His final flourish came with a closing birdie at the 18th, a hole many were treating like an angry border guard.
“It was a nice start and I played really good all round. Then hole 18 is a really tough hole and a birdie on there is always a bonus,” he explained. “I’m really happy. I played good golf today and made some good putts.”
For those with long memories, Wattel’s name isn’t new. He lifted a trophy on the HotelPlanner Tour as an amateur in 2010 and cracked the DP World Tour winners’ circle in 2015 at the KLM Open. Now, with the weekend looming, he’s eyeing another shot at silverware, though he knows the road is far from clear.
“It’s really packed at the top so anything can happen,” he admitted. “The guys now shoot low scores every day so I will have to play good golf.
Every day it’s a different course with the wind and the pin positions, so we’ll see tomorrow. I won’t change anything, just try to hit fairways and hopefully get some opportunities on the greens. It’s always important to have good finishes, so I’ll just try to do my best and we’ll see on Sunday.”
And “packed” hardly does justice to this leaderboard.
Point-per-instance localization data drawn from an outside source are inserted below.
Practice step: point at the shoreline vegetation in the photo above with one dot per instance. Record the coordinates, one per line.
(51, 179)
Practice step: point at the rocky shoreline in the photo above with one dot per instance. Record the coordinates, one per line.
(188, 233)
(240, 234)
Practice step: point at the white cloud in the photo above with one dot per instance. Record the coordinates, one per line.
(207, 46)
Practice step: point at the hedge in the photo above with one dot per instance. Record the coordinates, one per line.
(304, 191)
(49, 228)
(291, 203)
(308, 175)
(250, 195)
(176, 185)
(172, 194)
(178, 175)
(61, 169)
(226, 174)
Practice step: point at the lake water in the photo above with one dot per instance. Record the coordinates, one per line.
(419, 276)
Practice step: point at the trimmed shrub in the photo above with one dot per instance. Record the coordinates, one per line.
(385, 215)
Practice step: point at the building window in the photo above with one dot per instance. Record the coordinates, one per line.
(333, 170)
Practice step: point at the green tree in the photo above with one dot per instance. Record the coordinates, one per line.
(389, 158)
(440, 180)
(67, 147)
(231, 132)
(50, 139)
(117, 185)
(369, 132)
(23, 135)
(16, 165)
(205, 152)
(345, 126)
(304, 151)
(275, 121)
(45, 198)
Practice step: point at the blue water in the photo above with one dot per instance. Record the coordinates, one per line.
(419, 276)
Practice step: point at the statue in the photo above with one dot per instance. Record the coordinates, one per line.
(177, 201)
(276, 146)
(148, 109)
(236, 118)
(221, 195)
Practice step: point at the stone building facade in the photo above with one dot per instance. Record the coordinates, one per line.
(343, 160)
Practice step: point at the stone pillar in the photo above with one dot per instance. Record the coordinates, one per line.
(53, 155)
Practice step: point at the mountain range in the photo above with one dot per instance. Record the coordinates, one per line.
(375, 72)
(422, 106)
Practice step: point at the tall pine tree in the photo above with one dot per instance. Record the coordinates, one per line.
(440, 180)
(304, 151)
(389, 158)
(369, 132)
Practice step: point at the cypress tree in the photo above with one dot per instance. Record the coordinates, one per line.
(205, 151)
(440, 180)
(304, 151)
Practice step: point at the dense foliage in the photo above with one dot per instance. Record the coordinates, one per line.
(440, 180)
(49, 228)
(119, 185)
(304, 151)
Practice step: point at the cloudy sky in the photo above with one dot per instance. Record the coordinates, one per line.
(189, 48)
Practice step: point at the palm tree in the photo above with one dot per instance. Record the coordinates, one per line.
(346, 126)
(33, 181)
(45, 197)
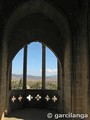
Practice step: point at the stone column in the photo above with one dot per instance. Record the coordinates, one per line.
(43, 65)
(25, 67)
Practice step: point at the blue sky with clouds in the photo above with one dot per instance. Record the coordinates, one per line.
(34, 61)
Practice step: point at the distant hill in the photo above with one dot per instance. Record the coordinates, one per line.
(31, 77)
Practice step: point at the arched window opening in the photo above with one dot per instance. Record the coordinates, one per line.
(35, 67)
(17, 71)
(34, 64)
(51, 70)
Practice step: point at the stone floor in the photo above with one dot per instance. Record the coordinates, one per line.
(30, 114)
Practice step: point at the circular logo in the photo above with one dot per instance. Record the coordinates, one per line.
(49, 115)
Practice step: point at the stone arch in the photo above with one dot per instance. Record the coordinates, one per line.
(52, 29)
(39, 7)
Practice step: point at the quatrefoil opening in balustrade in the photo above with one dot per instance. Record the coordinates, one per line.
(47, 98)
(38, 97)
(20, 98)
(13, 99)
(29, 97)
(54, 98)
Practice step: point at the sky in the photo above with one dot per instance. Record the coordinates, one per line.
(34, 61)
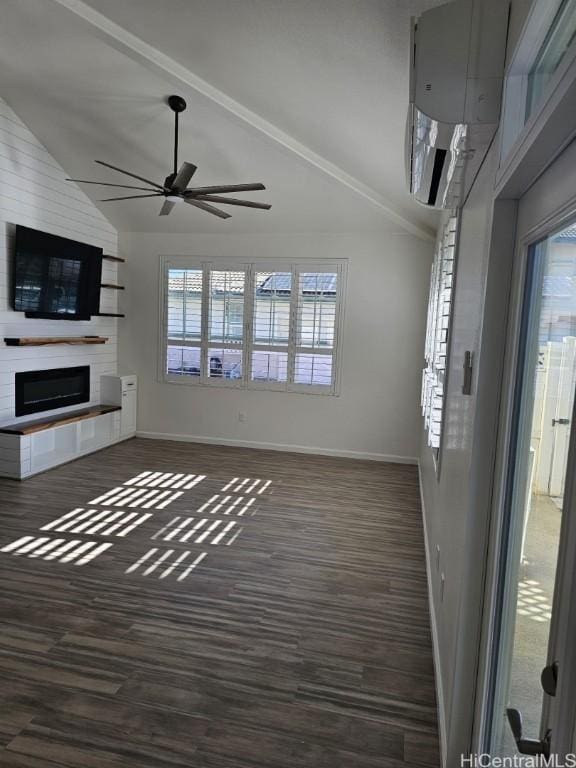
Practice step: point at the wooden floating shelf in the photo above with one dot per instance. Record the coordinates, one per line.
(42, 341)
(38, 425)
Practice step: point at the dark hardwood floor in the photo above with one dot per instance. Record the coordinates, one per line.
(291, 631)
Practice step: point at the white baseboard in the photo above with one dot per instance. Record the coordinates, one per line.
(287, 448)
(435, 642)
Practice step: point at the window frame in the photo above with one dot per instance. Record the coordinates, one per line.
(248, 346)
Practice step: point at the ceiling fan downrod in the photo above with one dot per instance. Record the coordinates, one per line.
(177, 105)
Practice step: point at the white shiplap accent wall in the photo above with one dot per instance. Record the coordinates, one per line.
(33, 192)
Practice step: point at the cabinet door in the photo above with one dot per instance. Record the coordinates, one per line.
(128, 420)
(53, 446)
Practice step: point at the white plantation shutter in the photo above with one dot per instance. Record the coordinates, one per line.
(271, 326)
(259, 327)
(437, 331)
(184, 322)
(225, 324)
(316, 326)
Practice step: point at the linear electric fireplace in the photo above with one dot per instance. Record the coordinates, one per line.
(54, 388)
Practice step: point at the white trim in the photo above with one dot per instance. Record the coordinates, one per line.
(440, 710)
(136, 48)
(285, 448)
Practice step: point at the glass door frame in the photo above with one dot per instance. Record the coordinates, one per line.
(559, 713)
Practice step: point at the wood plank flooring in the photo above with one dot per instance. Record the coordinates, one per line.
(299, 640)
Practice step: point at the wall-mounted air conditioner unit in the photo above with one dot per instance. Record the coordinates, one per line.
(458, 52)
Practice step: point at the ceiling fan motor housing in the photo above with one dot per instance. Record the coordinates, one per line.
(176, 103)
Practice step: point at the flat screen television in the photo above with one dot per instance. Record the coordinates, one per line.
(54, 277)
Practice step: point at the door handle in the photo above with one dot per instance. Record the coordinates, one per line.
(527, 746)
(549, 678)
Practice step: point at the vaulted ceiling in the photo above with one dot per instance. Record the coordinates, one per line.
(307, 96)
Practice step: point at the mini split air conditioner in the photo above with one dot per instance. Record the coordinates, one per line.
(458, 52)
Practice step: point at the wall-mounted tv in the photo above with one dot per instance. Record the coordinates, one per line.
(54, 277)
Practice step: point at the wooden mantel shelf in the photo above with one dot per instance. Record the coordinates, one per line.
(41, 341)
(38, 425)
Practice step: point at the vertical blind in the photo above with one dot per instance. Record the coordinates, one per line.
(437, 331)
(249, 327)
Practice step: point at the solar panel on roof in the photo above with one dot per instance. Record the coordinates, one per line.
(281, 282)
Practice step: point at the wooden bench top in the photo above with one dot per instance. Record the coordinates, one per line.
(38, 425)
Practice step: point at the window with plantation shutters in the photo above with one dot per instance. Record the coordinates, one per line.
(437, 332)
(263, 326)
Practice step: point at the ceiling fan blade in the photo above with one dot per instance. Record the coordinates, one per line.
(233, 201)
(187, 170)
(132, 197)
(193, 191)
(127, 173)
(166, 208)
(106, 184)
(206, 207)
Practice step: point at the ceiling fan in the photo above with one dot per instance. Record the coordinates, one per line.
(175, 188)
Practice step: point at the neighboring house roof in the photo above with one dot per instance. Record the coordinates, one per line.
(559, 286)
(312, 284)
(271, 283)
(567, 235)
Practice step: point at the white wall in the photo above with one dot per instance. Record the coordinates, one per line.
(376, 414)
(33, 193)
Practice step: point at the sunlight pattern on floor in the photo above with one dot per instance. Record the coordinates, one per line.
(166, 480)
(532, 601)
(181, 529)
(151, 564)
(76, 551)
(247, 485)
(90, 521)
(142, 497)
(228, 505)
(120, 511)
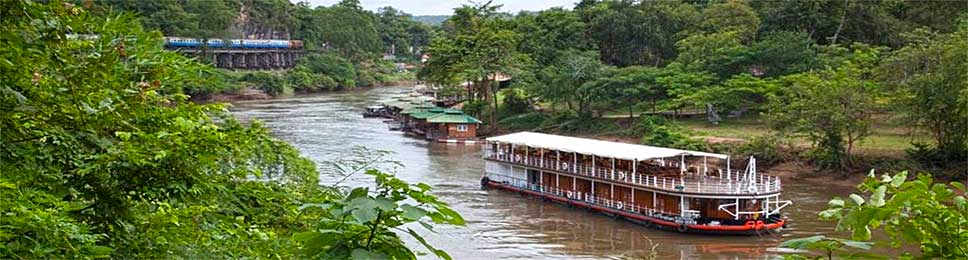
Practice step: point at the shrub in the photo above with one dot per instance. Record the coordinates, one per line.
(272, 84)
(658, 131)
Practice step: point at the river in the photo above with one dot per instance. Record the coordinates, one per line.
(502, 224)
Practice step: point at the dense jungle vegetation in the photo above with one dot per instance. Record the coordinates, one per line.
(104, 156)
(818, 78)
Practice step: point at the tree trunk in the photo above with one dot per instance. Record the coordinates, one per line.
(843, 19)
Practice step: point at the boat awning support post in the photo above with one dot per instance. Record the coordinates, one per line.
(593, 165)
(613, 168)
(574, 157)
(705, 169)
(558, 160)
(682, 164)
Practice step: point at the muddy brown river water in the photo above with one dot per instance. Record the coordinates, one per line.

Swede Hugo Townsend, South Africa’s Bryce Easton, Germany’s Anton Albers, and Italy’s Renato Paratore — who could snag automatic promotion to the DP World Tour with a third win this season — are breathing down Wattel’s neck on eight under.
Not far behind lurks New Zealander Sam Jones alongside Portugal’s Pedro Figueiredo, who shot the round of the week with a sizzling eight under 62 that made the rest look like they’d brought butter knives to a sword fight.
As the GAC Rosa Challenge Tour edges into moving day, Wattel will tee it up in the final group at 11:44 a.m. local time, flanked by Townsend and Easton.
With just a single stroke to play with and a queue of hungry challengers behind him, Wattel knows the weekend will demand not just precision, but perhaps a touch of panache.